Carbon encapsulated nanosheet-assembled MoS2 nanospheres with highly reversible lithium storage

Abstract

Carbon encapsulated nanosheet-assembled MoS2 (C@MoS2) nanospheres have been synthesized using poly(vinylpyrrolidone) (PVP) as surfactant and carbon source via hydrothermal approach in combination with high-temperature calcination process.

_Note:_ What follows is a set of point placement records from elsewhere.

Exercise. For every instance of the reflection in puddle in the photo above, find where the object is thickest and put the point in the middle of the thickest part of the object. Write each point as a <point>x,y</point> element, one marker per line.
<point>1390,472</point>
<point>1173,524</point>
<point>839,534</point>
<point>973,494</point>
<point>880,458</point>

PVP plays an important role in the formation of nanosheet-assembled MoS2 nanospheres, which can be in-situ converted into amorphous carbon to encapsulate MoS2. When evaluated for electrochemical lithium storage properties, the C@MoS2 nanospheres exhibit enhanced electrochemical energy storage performances compared to the bare MoS2 nanosheets, including high specific capacity (1135.8mAhg−1 at 0.1Ag−1), excellent rate capability (384.4mAhg−1 at 8Ag−1 and 330.5mAhg−1 at 10Ag−1), and good cycling stability (97.03% capacity retention after 100 cycles at 0.5Ag−1). The enhanced lithium storage performances of the C@MoS2 nanospheres can be ascribed to the boosted electronic conductivity arising from PVP derived carbon, and the facilitated lithium ion transport due to the shorter diffusion length of MoS2 nanosheet-assembled structures.